Ohio STRS has made adjustments to help ensure that re-employed retirees do not negatively affect the pension fund or the separate health-care fund. These adjustments include no longer providing primary health care coverage to rehired retirees and also making the payout after a second retirement cost neutral to the system. Re-employed retirees and their employers also pay the same amount in contributions as do nonretirees.
Donatone, who makes less than $100,000 a year, said he never has received a raise and never asked for one since coming to Ashtabula.
Donatone retired at 57 from Buckeye Local School District and was nearly 58 before Ashtabula school officials persuaded him to accept the superintendent’s position.
Newspapers also reported Ohio’s school districts are top-heavy in administrative costs. Ashtabula Area City Schools District is the biggest district in Ashtabula County, and yet it’s below the state average in administrators and administrative costs, Hill said.
Donatone said he came to Ashtabula to help the district ease into the new schools and help boost test scores.

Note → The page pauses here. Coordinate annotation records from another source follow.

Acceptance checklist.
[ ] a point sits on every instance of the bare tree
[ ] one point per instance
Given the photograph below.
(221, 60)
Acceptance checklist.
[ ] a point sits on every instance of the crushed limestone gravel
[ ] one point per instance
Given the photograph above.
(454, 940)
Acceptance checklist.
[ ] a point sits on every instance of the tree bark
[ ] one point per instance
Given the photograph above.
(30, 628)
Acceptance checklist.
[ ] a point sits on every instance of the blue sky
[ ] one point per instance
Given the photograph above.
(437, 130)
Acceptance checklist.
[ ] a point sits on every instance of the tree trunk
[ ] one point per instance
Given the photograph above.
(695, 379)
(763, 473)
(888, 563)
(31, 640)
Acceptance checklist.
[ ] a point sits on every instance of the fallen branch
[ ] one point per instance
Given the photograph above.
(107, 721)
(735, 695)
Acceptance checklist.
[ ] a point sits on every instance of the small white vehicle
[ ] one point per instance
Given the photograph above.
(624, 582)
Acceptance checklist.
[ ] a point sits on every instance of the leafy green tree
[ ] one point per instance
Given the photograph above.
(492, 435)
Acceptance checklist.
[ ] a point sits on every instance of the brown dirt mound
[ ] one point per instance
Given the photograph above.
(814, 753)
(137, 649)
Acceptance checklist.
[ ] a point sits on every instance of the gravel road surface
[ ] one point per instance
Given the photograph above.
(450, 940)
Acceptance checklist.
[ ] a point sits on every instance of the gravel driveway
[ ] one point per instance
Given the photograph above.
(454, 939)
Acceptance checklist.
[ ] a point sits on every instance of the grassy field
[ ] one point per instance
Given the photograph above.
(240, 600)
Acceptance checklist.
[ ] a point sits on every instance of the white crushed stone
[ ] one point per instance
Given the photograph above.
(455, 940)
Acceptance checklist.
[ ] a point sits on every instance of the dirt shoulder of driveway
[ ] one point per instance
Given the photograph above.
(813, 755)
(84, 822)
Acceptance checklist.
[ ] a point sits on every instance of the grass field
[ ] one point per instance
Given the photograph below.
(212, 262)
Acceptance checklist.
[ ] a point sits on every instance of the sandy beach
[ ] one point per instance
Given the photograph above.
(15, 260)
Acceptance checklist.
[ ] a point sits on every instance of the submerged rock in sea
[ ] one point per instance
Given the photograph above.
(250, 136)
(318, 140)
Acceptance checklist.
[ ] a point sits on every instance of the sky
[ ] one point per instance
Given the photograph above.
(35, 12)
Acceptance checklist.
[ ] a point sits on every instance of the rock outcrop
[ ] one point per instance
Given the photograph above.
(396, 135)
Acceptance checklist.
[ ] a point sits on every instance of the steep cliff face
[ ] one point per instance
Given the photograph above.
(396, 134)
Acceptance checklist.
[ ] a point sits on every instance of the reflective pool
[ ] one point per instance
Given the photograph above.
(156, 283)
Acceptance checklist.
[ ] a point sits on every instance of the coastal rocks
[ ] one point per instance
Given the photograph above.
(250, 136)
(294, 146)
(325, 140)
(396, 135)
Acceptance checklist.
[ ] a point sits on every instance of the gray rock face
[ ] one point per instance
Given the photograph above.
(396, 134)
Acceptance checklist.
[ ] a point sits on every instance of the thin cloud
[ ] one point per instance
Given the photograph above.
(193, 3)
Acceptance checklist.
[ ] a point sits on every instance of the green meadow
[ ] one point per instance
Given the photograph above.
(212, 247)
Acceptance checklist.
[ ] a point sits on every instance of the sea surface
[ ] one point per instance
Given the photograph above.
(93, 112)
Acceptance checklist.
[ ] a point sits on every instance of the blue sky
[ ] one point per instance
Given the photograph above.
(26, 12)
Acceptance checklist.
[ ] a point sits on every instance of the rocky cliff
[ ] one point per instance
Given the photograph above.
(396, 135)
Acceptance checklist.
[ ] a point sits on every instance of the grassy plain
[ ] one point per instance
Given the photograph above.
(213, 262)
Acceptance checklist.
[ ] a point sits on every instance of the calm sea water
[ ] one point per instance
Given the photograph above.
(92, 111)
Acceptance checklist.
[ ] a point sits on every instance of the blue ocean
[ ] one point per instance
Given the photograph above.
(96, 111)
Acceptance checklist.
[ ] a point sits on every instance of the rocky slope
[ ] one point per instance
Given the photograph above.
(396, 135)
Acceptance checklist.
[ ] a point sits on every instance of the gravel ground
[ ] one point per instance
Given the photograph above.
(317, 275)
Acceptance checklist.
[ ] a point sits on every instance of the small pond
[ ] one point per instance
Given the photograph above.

Students moved into Lakeside Junior High School last year with great success and lots of fanfare. The new elementary schools will begin opening in fall 2011.
Contrary to the June 22 editorial’s headline, which stated that rehiring retired educators hurts students, Ashtabula’s test scores skyrocketed this year, according to the Ohio Department of Education’s Web site.
The preliminary results are in, and Plymouth Elementary received an “excellent” rating again; State Road Elementary, “excellent”; McKinsey Elementary, “effective”; Thomas Jefferson Elementary, “effective”; Saybrook Elementary, “effective”; Lakeside High, “effective”; Lakeside Intermediate School, “continuous improvement”; and Lakeside Junior High School, “continuous improvement.”
These scores mean that four of the district’s schools improved in 2008-09, Donatone said.